One of our best poet-critics, Eric Ormsby, is also a scholar of Islam. Last year he published Ghazali: The Revival of Islam, a brief critical life of Abu Hamid al-Ghazali (1058-1111), the Persian philosopher, theologian, jurist and Sufi mystic. I would have ordered and read the book solely because Ormsby had written it, but Ghazali proves to be an extraordinary figure I should have studied decades ago. Ormsby says in his preface:
“For the breadth, subtlety and influence of his work, Ghazali deserves to be counted among the great figures in intellectual history, worthy to be ranked with Augustine and Maimonides, Pascal and Kierkegaard.”

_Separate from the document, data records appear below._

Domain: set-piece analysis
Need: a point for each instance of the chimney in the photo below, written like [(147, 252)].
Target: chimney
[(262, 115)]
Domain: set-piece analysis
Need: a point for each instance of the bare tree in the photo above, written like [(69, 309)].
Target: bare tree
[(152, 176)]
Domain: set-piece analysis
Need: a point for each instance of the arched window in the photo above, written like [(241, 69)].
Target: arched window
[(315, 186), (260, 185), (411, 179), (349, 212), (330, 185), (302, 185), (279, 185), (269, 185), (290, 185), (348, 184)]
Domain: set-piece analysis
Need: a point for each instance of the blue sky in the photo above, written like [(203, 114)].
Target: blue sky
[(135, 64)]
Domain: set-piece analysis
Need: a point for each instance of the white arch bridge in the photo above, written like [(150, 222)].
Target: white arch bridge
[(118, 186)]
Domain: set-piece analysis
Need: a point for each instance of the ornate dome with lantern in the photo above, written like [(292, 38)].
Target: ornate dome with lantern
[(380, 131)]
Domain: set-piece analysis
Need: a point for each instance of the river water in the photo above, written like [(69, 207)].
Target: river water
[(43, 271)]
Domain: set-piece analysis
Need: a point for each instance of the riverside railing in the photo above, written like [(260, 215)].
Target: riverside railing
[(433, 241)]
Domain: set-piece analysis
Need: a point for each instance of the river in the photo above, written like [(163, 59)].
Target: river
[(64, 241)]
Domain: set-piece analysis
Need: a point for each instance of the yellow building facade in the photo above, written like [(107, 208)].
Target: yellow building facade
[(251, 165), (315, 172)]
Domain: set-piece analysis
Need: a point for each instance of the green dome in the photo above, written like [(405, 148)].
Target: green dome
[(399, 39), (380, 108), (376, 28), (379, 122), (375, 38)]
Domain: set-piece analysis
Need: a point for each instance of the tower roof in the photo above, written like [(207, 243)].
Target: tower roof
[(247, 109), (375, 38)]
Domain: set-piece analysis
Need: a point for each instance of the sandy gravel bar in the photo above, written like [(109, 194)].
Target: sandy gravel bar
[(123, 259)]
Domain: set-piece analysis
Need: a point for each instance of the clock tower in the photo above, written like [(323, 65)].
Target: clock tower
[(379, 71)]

What impresses me again is our arrogance toward those who precede us. Nine centuries separate us from Ghazali and his culture. Among his near-contemporaries were Avicenna, St. Anselm, Peter Abelard and Bernard of Clairvaux. Thomas Aquinas followed a century later. Snobbery, pride of chronology, looks ridiculous in such company. Ghazali was as sophisticated and well-read an intellect as any of our contemporaries, and humbler than most. Here’s Ormsby:
“Like all scholars of his class and time, Ghazali was a thoroughly bookish man; his intellectual voracity drove him to read everything he could lay his hands on. Nevertheless, he understood that books alone do not lead to truth, let alone to salvation. In that case, paradise would be open exclusively to the learned (a thought that surely appalled him, given his opinion of scholars). Ghazali’s sense of the unimaginable scope of God’s mercy, as well as his own considerable compassion for people of all walks of life, denied such a limitation. (In this, he resembles Thomas à Kempis, who would later remark, in his Imitation of Christ, that at the Last Judgment we won’t be asked what books we’ve read but what actions we’ve performed.)”
Some read books in search of answers, whether cures for acne or prescriptions for enlightenment -- Bibles, self-help books, pop religion and psychology, Dianetics, economic treatises. That sort of reading is alien to me. I’m after facts, suggestions of truth, the beautiful – not deliverance. Here’s the rest of Ormsby’s paragraph:
“Ghazali remarks, `Even if you studied for a hundred years and collected a thousand books, you would not be eligible for the mercy of God the Exalted except through action’…From books and book-learning we get knowledge, that alone cannot lead to salvation; for that, action informed by knowledge is required.”
I’ve known too many well-read jackasses and unlettered saints to think otherwise.
[Friday was the 898th anniversary of Ghazali’s death, on Dec. 18, 1111, in his home town, Tus, in what is now northeast Iran.]